Well let’s start with passivity of husbands. When a husband comes into a relationship with the living God through Jesus Christ and begins to follow/obey Him daily through (among other things) daily meditation in the scriptures – – He will discover commands like: “love your wife as Christ loves the church” or “live with your wives in an understanding way, lest your prayers be hindered”, and he will thus discover that the way a man relates to his wife significantly impacts the way God relates to him. When a man takes a good long look at God’s original plan for marriage in Genesis chapters 1-3 and realizes how God gave Adam the responsibility to lead and protect his wife and what resulted when he abdicated that responsibility – he will find internal motivation to get off his butt and act for the sake of his marriage, and his relationship with God.
What about resentment and bitterness of wives? When a wife begins to truly walk with God, she will discover how powerful He is and how bent He is on changing her husband – if she cooperates with God and does things His way. When a woman learns through daily continual prayer to leave the changing of her husband to God, huge pressure eases off her shoulders, and she begins to see her husband through God’s eyes. When a wife learns to lay her life down to please God and God alone, she will begin to experience His pleasure and affirmation, and the need for her husband or children’s affirmation and gratitude will not be as great.
Lack of self control? When a husband and a wife begin to depend upon the Holy Spirit on a daily, moment by moment basis for the power to focus and concentrate and stay on task; and when they learn to find their identity and worth in who they are in Christ; and when they learn to walk by faith in who God is and what He has promised – – the drive to medicate and soothe and satisfy oneself with drugs, or alcohol, or sexual fantasy, or food or whatever begins to diminish.
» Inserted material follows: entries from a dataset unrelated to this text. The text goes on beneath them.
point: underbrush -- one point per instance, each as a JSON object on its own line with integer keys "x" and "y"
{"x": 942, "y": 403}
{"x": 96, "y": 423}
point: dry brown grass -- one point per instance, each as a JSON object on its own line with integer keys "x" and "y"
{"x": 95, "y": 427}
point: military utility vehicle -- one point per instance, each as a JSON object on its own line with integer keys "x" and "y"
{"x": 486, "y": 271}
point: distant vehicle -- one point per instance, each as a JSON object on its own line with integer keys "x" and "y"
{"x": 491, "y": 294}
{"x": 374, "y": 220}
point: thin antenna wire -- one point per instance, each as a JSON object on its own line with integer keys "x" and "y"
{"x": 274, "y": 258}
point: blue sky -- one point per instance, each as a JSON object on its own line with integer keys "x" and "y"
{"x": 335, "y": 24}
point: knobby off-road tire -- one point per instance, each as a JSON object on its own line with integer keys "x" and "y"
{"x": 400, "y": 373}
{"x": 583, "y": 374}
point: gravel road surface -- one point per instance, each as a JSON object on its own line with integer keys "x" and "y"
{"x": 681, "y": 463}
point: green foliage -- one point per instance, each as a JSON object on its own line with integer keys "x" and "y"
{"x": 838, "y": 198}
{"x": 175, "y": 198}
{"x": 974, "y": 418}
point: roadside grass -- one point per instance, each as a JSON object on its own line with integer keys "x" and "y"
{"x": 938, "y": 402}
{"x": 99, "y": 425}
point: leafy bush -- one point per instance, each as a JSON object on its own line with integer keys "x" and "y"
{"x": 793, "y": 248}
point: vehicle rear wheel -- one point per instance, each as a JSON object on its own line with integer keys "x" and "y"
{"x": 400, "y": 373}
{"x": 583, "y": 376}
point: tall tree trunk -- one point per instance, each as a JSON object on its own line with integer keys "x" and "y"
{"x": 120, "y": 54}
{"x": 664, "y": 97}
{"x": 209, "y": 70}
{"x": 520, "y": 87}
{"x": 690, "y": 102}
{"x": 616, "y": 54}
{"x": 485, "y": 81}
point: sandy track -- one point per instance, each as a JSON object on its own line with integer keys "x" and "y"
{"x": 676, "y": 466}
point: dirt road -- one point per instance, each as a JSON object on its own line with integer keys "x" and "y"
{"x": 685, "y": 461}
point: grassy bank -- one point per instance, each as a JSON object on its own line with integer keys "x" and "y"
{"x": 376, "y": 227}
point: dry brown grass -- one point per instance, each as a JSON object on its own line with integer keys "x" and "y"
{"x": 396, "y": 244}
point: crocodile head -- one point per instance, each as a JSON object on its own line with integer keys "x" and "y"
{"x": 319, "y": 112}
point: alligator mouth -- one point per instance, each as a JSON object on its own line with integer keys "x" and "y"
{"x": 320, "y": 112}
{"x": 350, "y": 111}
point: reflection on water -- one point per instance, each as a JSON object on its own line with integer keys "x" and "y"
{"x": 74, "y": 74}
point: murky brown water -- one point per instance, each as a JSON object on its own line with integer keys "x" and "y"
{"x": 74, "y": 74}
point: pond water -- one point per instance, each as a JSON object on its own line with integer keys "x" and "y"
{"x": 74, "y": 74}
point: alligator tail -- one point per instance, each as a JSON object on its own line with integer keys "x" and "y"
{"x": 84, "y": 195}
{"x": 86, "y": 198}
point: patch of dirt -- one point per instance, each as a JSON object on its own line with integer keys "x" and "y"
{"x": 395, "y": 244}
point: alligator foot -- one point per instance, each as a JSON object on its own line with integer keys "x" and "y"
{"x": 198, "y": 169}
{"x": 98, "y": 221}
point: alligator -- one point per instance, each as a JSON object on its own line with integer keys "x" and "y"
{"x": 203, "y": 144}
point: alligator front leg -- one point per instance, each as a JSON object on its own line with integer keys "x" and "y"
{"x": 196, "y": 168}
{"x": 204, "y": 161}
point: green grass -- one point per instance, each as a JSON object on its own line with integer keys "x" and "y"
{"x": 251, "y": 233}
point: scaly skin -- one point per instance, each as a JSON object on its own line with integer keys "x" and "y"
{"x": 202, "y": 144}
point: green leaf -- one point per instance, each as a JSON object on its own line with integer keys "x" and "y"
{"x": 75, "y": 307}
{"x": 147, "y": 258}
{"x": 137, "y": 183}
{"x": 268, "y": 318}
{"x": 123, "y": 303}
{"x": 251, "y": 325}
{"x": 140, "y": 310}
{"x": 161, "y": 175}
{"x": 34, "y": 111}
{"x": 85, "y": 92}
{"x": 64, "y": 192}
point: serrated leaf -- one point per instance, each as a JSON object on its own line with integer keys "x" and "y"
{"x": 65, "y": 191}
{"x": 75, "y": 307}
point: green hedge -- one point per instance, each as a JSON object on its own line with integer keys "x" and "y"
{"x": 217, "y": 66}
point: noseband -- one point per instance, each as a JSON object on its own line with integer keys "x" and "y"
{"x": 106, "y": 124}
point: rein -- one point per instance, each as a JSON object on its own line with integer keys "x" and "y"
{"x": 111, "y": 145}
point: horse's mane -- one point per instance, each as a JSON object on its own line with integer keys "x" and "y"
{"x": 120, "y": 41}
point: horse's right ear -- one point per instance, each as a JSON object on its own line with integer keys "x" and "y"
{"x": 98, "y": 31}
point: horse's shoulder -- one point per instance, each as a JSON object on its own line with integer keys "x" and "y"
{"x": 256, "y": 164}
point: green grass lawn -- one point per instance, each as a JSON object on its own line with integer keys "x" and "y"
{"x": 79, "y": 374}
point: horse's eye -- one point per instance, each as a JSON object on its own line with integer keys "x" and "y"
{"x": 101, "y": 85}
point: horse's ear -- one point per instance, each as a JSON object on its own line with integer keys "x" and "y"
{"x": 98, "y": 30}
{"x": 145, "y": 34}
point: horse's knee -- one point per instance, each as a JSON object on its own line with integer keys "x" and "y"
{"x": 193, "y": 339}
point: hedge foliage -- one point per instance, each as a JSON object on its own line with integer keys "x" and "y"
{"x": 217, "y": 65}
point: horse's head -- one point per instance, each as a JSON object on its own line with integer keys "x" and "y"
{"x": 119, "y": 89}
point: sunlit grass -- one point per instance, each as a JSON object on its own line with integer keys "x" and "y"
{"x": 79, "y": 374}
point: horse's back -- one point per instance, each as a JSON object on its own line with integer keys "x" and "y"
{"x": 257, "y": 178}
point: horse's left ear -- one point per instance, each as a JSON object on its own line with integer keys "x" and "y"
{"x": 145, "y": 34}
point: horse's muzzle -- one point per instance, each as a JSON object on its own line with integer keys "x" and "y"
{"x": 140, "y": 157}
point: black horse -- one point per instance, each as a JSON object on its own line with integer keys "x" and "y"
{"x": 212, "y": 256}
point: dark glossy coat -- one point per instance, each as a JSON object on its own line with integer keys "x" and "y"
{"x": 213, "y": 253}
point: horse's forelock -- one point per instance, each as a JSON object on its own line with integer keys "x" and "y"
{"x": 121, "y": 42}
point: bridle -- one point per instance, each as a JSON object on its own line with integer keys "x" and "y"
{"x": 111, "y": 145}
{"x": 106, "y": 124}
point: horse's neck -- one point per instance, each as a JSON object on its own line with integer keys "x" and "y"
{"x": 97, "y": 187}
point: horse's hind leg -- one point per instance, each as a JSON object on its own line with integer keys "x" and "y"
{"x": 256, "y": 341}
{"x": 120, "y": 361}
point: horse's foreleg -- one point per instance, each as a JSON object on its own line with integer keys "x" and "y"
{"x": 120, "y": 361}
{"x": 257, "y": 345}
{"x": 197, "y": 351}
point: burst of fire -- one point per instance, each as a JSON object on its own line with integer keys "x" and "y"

Self control is a fruit of the Holy Spirit according to Galatians 5:22,23. That means as we learn to rightly relate to and depend on Him – – self control is one of the results (along with love, joy, peace, patience, etc.). Wives do not need to fear their husband being alone in an office with his laptop or on a business trip alone in a motel room when they know He highly values and seeks the ministry of the Holy Spirit in his life.
Well this post needs to come to an end. But I hope and pray your pursuit of God will never end. He is the missing ingredient in most troubled marriages. He invented and designed marriage. He wants to be in the midst of every marriage. May He ever be more in the midst of yours (and mine).
P.S. Being around other husbands and wives who want this kind of God centered and God impacted marriage has been a huge resource and support for Anne and I through the years. Don’t try to do this alone!